Alvise Vidolin nasce a Padova il 13 luglio 1949 dove compie studi scientifici e musicali. È docente di Musica Elettronica presso il Conservatorio Benedetto Marcello di Venezia. Collabora dal 1974 con il Centro di Sonologia Computazionale (C.S.C.) dell'Università di Padova partecipando alla sua fondazione, svolgendo attività didattica al corso di Sistemi di Elaborazione per la Musica della Facoltà di Ingegneria e di ricerca nel campo della composizione assistita dall'elaboratore, ed è tutt'ora membro del direttivo.Co-fondatore nel 1981 della Associazione di Informatica Musicale Italiana (AIMI) ne ha assunto la presidenza nel triennio 1988-1990 ed è tutt'ora membro del direttivo. Dal 1977 ha collaborato in varie occasioni con la Biennale di Venezia soprattutto in veste di responsabile del Laboratorio permanente per l'Informatica Musicale della Biennale (LIMB) realizzando importanti manifestazioni fra cui la International Computer Music Conference 1982 e la mostra storica Nuova Atlantide: il continente della musica elettronica 1900-1986. Dal 1990 collabora con la Sezione di Musica Contemporanea della Civica Scuola di Milano con corsi e seminari sulla musica elettronica e informatica. Dal 1992 al 1998 ha collaborato con il Centro Tempo Reale di Firenze come responsabile della produzione musicale. È inoltre membro del comitato scientifico del GATM (Gruppo di Analisi e Teoria Musicale) e del comitato scientifico dell'Archivio Luigi Nono.
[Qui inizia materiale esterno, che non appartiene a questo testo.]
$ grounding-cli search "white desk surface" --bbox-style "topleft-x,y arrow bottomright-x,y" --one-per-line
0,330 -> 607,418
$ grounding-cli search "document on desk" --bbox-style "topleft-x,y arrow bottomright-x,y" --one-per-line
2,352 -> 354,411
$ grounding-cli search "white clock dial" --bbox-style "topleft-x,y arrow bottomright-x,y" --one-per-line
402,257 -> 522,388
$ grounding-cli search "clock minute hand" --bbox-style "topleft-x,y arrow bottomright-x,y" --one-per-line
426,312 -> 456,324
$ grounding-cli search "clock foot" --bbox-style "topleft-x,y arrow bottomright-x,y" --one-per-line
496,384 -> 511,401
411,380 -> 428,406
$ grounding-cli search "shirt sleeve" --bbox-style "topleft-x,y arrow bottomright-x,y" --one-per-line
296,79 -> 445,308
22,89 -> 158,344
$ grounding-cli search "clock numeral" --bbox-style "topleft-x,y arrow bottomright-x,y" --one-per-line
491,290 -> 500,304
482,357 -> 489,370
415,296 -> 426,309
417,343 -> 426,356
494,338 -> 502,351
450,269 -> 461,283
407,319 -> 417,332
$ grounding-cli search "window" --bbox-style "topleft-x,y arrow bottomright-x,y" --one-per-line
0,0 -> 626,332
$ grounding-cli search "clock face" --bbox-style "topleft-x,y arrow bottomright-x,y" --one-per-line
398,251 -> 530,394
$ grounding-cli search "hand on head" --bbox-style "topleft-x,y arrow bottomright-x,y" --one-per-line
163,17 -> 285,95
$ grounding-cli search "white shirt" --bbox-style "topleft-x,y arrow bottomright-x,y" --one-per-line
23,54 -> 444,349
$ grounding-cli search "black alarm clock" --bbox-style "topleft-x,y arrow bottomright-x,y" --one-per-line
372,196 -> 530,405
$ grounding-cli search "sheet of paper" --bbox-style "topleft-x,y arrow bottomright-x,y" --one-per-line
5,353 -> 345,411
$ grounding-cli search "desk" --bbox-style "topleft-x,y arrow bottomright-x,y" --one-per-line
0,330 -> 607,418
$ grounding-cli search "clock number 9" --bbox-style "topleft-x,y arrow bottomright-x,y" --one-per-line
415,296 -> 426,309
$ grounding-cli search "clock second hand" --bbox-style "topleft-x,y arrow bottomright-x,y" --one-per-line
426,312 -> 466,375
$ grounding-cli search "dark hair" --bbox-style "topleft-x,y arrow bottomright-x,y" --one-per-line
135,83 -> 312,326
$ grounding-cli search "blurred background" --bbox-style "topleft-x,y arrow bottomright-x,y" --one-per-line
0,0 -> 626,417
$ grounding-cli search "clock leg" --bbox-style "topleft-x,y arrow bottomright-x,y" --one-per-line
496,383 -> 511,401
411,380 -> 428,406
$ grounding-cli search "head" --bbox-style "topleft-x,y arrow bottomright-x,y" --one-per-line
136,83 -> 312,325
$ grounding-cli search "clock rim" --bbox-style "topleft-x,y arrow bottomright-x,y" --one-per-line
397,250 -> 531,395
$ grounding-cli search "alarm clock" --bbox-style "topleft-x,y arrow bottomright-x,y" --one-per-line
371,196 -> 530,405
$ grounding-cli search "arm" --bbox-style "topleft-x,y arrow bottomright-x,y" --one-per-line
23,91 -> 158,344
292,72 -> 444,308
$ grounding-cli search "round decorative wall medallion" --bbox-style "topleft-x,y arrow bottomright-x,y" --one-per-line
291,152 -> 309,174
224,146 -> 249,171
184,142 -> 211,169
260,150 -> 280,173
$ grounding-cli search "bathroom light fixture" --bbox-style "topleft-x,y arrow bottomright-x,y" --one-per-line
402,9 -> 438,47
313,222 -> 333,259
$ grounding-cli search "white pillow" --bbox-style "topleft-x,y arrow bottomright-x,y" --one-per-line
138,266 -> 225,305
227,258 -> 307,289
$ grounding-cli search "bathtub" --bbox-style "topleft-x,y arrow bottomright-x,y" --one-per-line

Ha curato la realizzazione elettronica e la regia del suono di molte opere musicali collaborando con diversi compositori fra cui Claudio Ambrosini, Giorgio Battistelli, Luciano Berio, Aldo Clementi, Wolfango Dalla Vecchia, Franco Donatoni, Adriano Guarnieri, Luigi Nono, Salvatore Sciarrino, curandone l'esecuzione in teatri e festival internazionali.
Ha pubblicato lavori di carattere scientifico e divulgativo, e tenuto numerose conferenze sui rapporti fra musica e tecnologia. Svolge inoltre attività di ricerca studiando le potenzialità compositive ed esecutive offerte dai mezzi informatici in tempo reale e dai sistemi multimediali.